On top of that, the general principle of moving collectors (and why in theory they're cheaper than stack allocation) is that the cost of the overall work of moving memory is roughly constant for a specific workload, but its frequency can be made as low as you want by using more RAM.
The reason moving collectors are used in the first place is to reduce the high overhead of malloc/free allocators.
Anyway, the general point I was making above is that a machine is exhausted not when both CPU and RAM are exhausted, but when one of them is. Efficient hardware utilisation is when the program strikes some good balance between them. There's not much point to reducing RAM footprint when CPU utilisation is high or reducing CPU consumption when RAM consumption is high.

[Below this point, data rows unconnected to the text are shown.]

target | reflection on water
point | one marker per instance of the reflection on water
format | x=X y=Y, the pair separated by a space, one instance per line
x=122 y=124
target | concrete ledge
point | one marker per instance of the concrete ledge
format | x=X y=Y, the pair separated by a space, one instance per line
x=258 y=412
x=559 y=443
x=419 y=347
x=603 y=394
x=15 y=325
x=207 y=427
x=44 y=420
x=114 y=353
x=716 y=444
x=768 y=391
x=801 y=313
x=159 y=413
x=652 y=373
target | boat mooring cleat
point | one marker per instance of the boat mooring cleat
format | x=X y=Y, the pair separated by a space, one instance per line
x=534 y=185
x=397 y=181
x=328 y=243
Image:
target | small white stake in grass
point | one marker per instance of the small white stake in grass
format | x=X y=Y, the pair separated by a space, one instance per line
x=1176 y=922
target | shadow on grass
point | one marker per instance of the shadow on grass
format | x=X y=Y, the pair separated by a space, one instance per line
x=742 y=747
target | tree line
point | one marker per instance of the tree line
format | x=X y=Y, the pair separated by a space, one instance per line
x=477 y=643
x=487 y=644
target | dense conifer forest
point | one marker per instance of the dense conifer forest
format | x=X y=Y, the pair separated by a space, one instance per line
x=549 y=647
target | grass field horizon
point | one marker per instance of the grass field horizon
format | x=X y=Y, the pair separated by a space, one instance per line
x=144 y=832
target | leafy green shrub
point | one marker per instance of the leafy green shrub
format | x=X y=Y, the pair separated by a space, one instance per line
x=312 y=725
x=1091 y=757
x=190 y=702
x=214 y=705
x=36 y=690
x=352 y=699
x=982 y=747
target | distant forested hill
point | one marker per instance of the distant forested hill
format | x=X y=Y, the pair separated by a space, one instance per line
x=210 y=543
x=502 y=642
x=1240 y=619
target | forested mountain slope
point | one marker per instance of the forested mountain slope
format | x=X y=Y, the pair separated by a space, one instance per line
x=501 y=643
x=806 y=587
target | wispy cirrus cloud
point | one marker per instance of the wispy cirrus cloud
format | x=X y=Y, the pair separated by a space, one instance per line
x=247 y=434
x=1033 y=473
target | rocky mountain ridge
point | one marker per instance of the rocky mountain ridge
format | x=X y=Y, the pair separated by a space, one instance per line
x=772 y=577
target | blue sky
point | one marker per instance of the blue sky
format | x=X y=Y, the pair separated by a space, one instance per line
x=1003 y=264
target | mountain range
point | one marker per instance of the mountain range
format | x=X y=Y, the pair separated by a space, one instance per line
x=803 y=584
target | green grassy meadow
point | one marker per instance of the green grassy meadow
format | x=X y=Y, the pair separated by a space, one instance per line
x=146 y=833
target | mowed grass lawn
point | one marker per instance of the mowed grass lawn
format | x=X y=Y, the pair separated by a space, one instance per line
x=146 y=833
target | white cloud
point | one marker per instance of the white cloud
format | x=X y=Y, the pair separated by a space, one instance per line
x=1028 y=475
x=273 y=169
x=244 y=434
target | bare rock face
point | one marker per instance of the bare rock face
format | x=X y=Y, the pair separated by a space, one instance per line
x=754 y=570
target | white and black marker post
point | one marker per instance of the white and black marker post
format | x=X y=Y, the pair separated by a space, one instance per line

Using much of one and little of the other is wasteful when you can reduce the higher one by increasing the other. Moving collectors give you a convenient knob to do that: if a program consumes a lot of CPU and little RAM, you can increase the heap and turn some RAM into CPU and vice versa.
Whatever little CPU they waste is often worth more than the RAM they save.
> For cases where they are we've got stuff like arena allocators.
... that work by using more RAM to save on CPU.